Our Maine homesteader has a space that has allowed him to become marriageable in a more literal sense as well. He owns property. Through a state program, he acquired 18 acres and cleared them, at age 18. He has a house and a barn. Do you have a house and a barn? I think you are very lucky if you do. I would like a house and a barn. But as you’ve probably noticed, there’s a disconnect in America between places where there are reasonably good jobs and places where there are 18 acres to fill with screaming kids. This region may be one of the lucky places, but nationally married American couples can hardly be expected to do their fair share of baby-making if they can only s wait for decades in a small apartment.

This is perhaps where I get more pro-monetary intervention and more interested in my family policy recommendations. We need to make home ownership affordable for young people, one way or another — better yet, real acreage. To come back to Genesis: for the human being, space to master and fruitful multiplication go hand in hand. But even as we talk about direct cash support or fear a repeat of the 2008 financial crisis, let’s also consider the major distorting factors in the US housing market. That we are not building enough is a given. But Chinese nationals Bill Gates and BlackRock also own huge chunks of American farmland and American single-family homes. The feds still own much of the west, not all of the national parks or leased natural resources. A confident pro-family statesman can probably think of a few things to do about it.

Job and property conditions are a few material reasons why American men lack the space to become a husband. The farmer boy has it and men today don’t. But it’s also true that in all his wandering room our young farmer doesn’t have something they have: some kind of negative space, in the supposed freedoms of no-fault divorce. Statistics clearly show that the vast majority of divorces are initiated by women. Our homesteader is looking for a wife in a world where, not just culturally, but legally, there will be more ties that bind him to his fiancée. Like fish in the ocean, there is true freedom within boundaries and room to grow within the enclosure of a socially reinforced marriage. There is a trust there that it would be difficult for us to approach. Marriage is a bet on the future, and the odds are partly worse today because the rules are simply different in a very important way.

In the end, however, the farmer doesn’t know how to get married, so he asks the reporter for help. The material and legal conditions are not enough, even if they are not nothing. It takes a culture of marriage and a culture of children to make a culture of the family. And that requires hope, a real sense of hope for the future and gratitude for the present, a belief that the world is worth giving to another generation. The homesteader believes in “Andy Johnson, the Star-Spangled Banner and the 4th of July”; he wants to get married because of “bread and butter, hoop skirts and stunts” but also because he has confidence in his country.

America’s baby boom happened during two decades of American triumph and during the space race, the new frontier. I don’t think it was an accident.

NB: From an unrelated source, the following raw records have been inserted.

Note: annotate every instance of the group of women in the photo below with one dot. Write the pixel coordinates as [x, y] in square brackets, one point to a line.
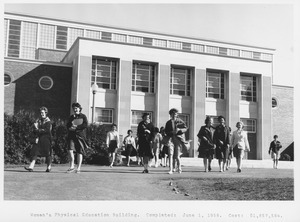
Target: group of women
[213, 141]
[76, 125]
[220, 143]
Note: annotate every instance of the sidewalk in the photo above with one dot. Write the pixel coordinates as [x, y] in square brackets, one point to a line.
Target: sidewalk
[185, 161]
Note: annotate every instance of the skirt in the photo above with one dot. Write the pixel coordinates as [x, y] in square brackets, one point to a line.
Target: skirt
[113, 146]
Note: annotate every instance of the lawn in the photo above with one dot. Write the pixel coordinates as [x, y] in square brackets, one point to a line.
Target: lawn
[236, 188]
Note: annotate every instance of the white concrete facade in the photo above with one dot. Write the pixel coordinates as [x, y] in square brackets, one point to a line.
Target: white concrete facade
[123, 100]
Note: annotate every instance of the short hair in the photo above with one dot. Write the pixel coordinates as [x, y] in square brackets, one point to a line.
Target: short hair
[221, 117]
[207, 119]
[240, 122]
[173, 110]
[77, 105]
[145, 114]
[44, 108]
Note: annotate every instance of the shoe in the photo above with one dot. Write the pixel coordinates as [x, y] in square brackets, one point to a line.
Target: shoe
[28, 169]
[70, 170]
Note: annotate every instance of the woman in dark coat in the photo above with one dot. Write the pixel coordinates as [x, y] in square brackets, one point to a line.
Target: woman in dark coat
[145, 135]
[42, 140]
[77, 137]
[207, 147]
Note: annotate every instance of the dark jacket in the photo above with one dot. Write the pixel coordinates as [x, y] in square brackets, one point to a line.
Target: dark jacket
[179, 123]
[275, 146]
[208, 134]
[222, 133]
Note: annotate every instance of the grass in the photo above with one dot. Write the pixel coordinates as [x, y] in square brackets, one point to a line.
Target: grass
[237, 188]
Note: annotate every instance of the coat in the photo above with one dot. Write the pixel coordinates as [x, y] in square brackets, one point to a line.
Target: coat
[79, 135]
[43, 140]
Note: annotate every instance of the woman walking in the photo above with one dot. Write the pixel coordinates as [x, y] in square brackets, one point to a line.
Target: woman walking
[112, 142]
[175, 129]
[240, 144]
[76, 125]
[130, 147]
[42, 140]
[145, 136]
[207, 148]
[222, 142]
[275, 146]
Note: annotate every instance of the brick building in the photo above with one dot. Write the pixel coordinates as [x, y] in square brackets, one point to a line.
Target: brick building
[54, 63]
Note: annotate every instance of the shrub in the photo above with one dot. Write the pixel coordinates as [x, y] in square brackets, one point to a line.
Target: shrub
[17, 140]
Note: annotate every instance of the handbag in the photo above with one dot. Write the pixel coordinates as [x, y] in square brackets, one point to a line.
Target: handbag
[165, 140]
[210, 145]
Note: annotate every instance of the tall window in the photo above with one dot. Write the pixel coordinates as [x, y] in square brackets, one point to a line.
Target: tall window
[104, 116]
[29, 39]
[104, 72]
[248, 88]
[143, 77]
[14, 38]
[47, 33]
[249, 125]
[61, 37]
[180, 82]
[136, 116]
[215, 85]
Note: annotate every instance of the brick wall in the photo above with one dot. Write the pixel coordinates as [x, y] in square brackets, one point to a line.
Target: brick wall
[50, 55]
[282, 115]
[25, 93]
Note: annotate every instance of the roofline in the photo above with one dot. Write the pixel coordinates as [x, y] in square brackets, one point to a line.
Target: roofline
[38, 62]
[142, 31]
[283, 86]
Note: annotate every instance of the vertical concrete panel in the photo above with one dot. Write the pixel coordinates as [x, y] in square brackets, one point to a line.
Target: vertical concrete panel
[198, 107]
[265, 117]
[74, 92]
[163, 95]
[83, 83]
[233, 100]
[124, 97]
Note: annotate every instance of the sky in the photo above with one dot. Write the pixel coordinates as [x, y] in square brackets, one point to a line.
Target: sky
[264, 25]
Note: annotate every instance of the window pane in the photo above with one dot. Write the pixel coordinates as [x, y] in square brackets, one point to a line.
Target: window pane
[105, 70]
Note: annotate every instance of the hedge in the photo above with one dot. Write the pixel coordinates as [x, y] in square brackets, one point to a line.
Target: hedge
[17, 134]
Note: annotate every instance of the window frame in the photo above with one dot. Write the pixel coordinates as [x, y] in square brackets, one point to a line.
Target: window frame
[151, 77]
[187, 80]
[11, 79]
[51, 80]
[111, 111]
[113, 68]
[221, 81]
[245, 122]
[253, 92]
[140, 113]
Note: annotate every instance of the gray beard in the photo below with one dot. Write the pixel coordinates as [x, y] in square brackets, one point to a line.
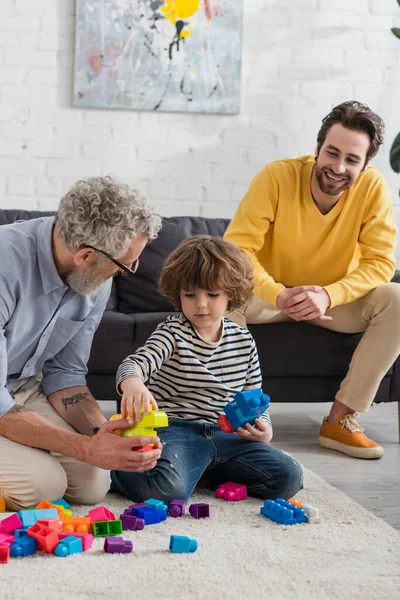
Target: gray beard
[84, 284]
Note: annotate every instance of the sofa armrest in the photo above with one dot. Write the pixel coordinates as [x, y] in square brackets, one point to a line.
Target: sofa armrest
[396, 276]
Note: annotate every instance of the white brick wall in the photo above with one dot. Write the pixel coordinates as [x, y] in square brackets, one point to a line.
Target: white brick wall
[300, 58]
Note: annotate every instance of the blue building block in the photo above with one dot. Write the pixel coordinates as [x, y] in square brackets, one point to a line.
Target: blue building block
[157, 504]
[25, 546]
[69, 545]
[283, 512]
[27, 517]
[246, 407]
[182, 544]
[150, 515]
[30, 517]
[20, 532]
[61, 502]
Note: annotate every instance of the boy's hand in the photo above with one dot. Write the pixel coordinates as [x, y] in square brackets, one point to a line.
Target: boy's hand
[135, 398]
[259, 432]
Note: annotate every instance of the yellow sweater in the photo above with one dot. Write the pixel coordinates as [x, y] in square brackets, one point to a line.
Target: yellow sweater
[348, 251]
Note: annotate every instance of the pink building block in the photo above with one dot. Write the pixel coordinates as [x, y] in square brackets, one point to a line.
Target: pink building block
[10, 524]
[100, 513]
[87, 539]
[6, 539]
[231, 492]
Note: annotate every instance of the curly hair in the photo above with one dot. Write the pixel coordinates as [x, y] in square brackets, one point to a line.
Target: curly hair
[358, 117]
[106, 214]
[207, 263]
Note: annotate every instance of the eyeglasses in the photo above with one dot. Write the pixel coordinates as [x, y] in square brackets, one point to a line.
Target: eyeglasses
[124, 270]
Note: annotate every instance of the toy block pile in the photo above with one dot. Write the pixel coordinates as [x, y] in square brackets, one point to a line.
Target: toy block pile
[50, 527]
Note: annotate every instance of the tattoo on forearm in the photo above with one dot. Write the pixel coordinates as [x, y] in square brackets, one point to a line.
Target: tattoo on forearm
[18, 408]
[75, 399]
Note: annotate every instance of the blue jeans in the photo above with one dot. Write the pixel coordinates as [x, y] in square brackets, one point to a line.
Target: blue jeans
[193, 450]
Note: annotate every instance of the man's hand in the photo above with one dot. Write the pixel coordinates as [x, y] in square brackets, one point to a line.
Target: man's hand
[259, 432]
[107, 450]
[135, 398]
[304, 303]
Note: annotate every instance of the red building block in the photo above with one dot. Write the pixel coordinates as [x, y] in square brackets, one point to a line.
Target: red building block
[46, 538]
[231, 492]
[4, 554]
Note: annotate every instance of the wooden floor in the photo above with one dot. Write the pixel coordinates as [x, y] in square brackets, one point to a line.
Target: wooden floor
[375, 484]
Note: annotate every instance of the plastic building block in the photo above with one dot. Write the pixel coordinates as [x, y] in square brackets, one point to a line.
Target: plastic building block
[87, 539]
[78, 524]
[150, 515]
[104, 528]
[296, 502]
[6, 539]
[157, 504]
[69, 545]
[199, 511]
[4, 554]
[132, 523]
[117, 545]
[23, 546]
[46, 504]
[10, 524]
[176, 508]
[100, 513]
[312, 514]
[283, 512]
[20, 532]
[46, 538]
[61, 502]
[27, 517]
[231, 492]
[54, 524]
[182, 544]
[146, 426]
[246, 407]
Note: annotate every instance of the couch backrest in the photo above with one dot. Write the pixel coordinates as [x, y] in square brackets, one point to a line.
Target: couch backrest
[139, 293]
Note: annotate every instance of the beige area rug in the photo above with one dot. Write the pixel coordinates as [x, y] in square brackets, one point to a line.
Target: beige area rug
[241, 555]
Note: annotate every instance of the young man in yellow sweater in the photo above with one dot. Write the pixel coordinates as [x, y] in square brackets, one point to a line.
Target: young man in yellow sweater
[321, 233]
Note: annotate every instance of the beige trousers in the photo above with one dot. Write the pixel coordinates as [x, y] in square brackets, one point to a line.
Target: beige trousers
[377, 314]
[29, 475]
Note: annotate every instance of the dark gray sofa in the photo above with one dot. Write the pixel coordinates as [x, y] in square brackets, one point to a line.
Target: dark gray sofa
[299, 362]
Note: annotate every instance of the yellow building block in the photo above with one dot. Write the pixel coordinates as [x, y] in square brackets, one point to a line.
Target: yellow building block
[147, 426]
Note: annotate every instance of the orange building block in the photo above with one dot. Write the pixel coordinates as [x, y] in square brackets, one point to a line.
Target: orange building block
[46, 538]
[46, 504]
[78, 524]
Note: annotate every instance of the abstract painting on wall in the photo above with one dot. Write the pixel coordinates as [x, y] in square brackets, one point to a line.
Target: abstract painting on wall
[169, 55]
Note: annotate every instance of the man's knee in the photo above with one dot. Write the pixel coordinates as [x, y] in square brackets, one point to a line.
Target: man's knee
[162, 483]
[388, 294]
[89, 486]
[35, 486]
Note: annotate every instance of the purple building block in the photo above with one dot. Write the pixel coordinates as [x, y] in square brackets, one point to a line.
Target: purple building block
[150, 515]
[131, 523]
[199, 511]
[176, 508]
[117, 545]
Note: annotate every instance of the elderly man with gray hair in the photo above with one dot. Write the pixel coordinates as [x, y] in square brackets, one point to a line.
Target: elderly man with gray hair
[55, 280]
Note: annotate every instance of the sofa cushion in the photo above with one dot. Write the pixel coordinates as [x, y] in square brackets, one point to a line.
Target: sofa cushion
[301, 350]
[138, 293]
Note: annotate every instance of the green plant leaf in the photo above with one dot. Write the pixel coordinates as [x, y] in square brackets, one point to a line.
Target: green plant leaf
[395, 155]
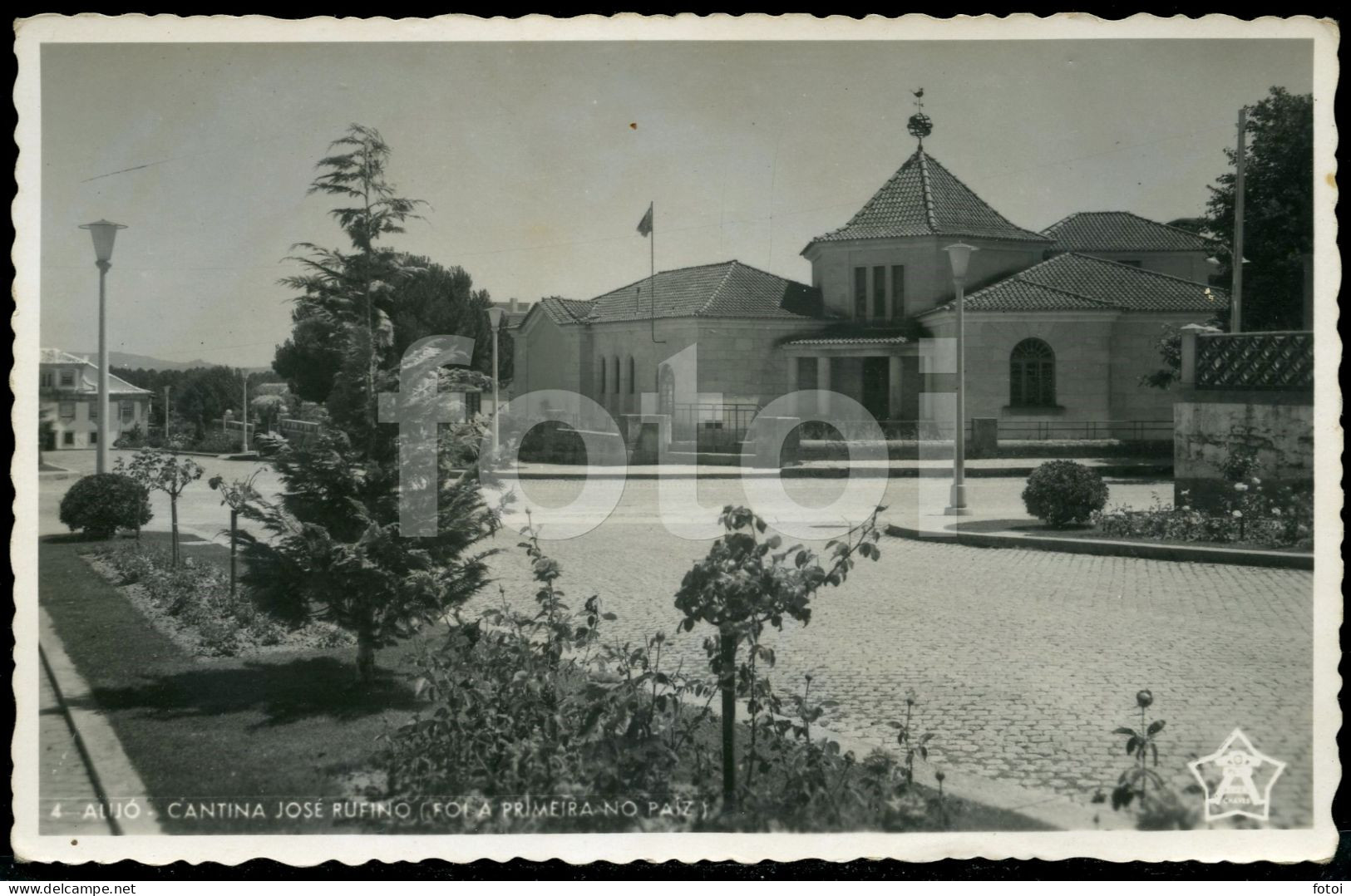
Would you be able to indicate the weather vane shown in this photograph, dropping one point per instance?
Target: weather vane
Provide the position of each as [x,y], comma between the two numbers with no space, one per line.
[920,125]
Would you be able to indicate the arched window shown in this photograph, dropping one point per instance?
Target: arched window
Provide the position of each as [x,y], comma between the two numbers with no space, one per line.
[1033,375]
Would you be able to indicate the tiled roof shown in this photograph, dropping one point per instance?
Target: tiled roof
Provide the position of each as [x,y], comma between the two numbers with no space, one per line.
[90,372]
[924,199]
[1082,282]
[850,341]
[726,289]
[1122,231]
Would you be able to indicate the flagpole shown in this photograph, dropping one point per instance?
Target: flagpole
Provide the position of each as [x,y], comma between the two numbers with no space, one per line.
[652,257]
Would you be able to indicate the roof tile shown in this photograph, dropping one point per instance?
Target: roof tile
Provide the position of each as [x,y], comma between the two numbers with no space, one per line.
[1082,282]
[924,199]
[1122,231]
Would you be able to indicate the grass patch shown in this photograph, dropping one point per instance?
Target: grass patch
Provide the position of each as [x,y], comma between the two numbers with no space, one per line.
[261,731]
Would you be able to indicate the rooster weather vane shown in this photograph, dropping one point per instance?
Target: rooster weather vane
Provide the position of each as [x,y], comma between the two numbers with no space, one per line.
[920,125]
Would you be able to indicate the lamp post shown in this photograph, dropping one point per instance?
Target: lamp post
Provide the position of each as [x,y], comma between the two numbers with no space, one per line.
[958,256]
[104,233]
[495,319]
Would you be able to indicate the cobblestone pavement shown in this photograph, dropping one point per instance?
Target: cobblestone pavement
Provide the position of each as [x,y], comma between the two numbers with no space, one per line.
[65,790]
[1023,662]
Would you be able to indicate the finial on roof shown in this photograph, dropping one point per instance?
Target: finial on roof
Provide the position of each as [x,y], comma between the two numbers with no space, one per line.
[920,125]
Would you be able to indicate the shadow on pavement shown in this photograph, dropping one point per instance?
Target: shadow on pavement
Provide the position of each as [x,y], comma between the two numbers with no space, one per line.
[283,692]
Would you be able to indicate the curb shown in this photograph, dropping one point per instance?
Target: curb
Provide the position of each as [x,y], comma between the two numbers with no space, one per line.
[1050,809]
[843,472]
[114,777]
[1106,548]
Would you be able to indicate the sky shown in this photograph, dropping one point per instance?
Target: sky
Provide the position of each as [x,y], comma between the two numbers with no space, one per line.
[538,160]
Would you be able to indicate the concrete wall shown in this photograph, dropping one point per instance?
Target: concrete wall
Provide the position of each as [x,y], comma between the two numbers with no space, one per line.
[1208,425]
[1082,347]
[546,356]
[929,276]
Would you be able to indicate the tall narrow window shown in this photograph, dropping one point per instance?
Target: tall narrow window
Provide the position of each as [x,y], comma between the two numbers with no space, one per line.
[1033,375]
[897,291]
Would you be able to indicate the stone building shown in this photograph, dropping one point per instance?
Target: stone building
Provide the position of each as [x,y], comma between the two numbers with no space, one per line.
[68,399]
[1061,325]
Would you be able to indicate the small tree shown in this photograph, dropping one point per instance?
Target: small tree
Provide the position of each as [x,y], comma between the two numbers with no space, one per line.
[165,472]
[335,550]
[237,496]
[103,503]
[745,584]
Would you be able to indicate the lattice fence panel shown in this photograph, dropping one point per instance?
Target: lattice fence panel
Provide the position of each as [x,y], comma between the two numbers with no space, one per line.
[1255,361]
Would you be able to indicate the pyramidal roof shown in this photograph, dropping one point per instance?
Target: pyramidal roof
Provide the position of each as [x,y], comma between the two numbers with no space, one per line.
[723,289]
[924,199]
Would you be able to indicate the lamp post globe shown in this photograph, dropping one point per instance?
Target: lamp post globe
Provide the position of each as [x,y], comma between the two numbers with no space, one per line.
[959,256]
[104,233]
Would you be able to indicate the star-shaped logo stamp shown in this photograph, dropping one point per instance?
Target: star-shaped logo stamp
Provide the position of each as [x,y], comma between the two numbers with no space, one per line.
[1236,779]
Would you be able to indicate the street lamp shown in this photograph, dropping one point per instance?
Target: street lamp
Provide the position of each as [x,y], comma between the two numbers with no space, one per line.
[958,256]
[104,233]
[495,319]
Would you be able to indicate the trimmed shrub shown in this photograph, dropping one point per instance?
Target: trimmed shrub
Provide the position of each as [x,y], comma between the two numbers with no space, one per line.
[103,503]
[1063,492]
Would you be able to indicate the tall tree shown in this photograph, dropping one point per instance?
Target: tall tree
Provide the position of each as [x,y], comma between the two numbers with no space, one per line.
[1279,211]
[353,289]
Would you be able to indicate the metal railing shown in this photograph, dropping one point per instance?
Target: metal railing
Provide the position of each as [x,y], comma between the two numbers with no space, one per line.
[712,425]
[1254,361]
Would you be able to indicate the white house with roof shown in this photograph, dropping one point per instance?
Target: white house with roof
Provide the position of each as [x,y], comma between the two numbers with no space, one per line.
[1061,325]
[68,399]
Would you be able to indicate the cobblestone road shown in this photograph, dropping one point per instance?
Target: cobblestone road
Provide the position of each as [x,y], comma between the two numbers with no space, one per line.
[1023,661]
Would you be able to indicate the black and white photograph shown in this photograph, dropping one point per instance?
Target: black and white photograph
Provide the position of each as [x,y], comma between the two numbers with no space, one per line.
[723,438]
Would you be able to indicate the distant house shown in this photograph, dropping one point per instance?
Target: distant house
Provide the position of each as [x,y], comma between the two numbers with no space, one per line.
[1061,325]
[68,396]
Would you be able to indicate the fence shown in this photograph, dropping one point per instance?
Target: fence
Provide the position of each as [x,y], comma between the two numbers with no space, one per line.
[1249,360]
[712,425]
[1008,430]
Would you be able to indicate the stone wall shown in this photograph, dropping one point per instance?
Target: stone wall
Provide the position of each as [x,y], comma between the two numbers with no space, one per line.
[1210,425]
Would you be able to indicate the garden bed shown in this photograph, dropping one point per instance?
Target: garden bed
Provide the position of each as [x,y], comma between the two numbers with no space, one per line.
[279,726]
[192,604]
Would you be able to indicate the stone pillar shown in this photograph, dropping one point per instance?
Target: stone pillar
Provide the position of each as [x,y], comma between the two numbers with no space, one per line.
[823,382]
[895,407]
[985,436]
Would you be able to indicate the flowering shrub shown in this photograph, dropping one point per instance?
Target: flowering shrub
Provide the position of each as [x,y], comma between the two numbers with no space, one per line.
[198,596]
[1253,516]
[544,703]
[103,503]
[1158,805]
[1063,492]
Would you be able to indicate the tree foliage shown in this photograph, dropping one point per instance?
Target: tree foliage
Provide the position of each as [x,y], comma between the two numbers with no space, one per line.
[1279,211]
[335,553]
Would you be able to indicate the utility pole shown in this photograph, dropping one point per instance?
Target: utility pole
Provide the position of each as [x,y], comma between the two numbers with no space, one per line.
[244,412]
[1236,299]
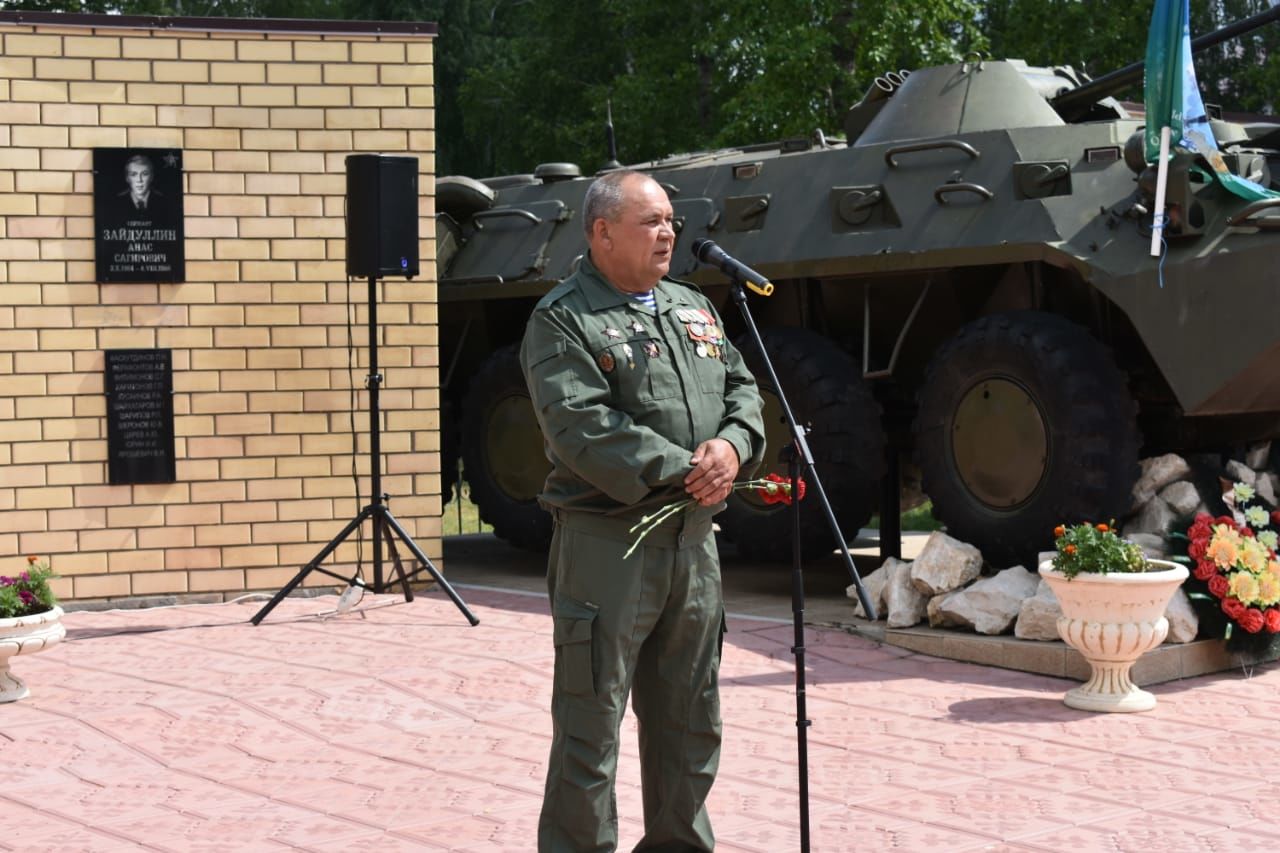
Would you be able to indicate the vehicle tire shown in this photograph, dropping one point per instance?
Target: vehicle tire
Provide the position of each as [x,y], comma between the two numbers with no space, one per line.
[827,395]
[1024,423]
[502,452]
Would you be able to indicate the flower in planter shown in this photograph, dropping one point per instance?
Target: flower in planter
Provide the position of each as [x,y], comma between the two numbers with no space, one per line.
[27,593]
[1095,548]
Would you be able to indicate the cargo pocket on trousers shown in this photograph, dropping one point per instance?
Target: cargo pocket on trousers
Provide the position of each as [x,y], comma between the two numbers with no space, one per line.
[574,621]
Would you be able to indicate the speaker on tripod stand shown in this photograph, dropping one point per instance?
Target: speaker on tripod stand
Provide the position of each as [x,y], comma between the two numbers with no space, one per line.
[382,240]
[382,215]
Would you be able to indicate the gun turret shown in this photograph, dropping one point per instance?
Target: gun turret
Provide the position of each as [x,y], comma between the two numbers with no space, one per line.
[1075,103]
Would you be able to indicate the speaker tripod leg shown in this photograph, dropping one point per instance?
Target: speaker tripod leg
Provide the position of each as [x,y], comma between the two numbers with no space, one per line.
[396,561]
[426,565]
[314,565]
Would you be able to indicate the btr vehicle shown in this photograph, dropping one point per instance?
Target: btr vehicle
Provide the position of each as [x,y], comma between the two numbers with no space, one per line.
[964,282]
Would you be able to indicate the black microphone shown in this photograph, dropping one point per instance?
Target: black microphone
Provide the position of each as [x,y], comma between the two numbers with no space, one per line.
[709,252]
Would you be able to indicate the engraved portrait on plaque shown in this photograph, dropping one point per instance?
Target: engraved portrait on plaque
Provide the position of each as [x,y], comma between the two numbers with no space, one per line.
[137,215]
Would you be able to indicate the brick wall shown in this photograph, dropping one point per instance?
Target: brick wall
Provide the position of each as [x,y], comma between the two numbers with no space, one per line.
[259,329]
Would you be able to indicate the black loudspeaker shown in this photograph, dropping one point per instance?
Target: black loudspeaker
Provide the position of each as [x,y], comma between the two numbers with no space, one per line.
[382,215]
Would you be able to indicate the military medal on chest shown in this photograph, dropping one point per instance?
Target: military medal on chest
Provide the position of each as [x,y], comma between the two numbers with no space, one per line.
[703,332]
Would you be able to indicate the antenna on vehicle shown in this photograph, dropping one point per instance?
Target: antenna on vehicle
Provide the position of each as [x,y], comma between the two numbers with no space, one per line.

Cultural Christianity and old normative social expectations gave a script, but a confident optimism in the country’s ability to grow, in a sense of true open space, gave the American man, and the American woman with him – for the sexes rise and fall together – something to aspire to and the audacity to bring many children into the world. I don’t think Mars can be that frontier for us today; we’ve lost too much of the shared vision of engineering poetry we had in the space race for outer space today to capture the heart of the country. But in the hour of demographic contraction that we are entering, a real space here in North America, a real frontier, will once again open up to us, and it will be up to American men and their families to fill it.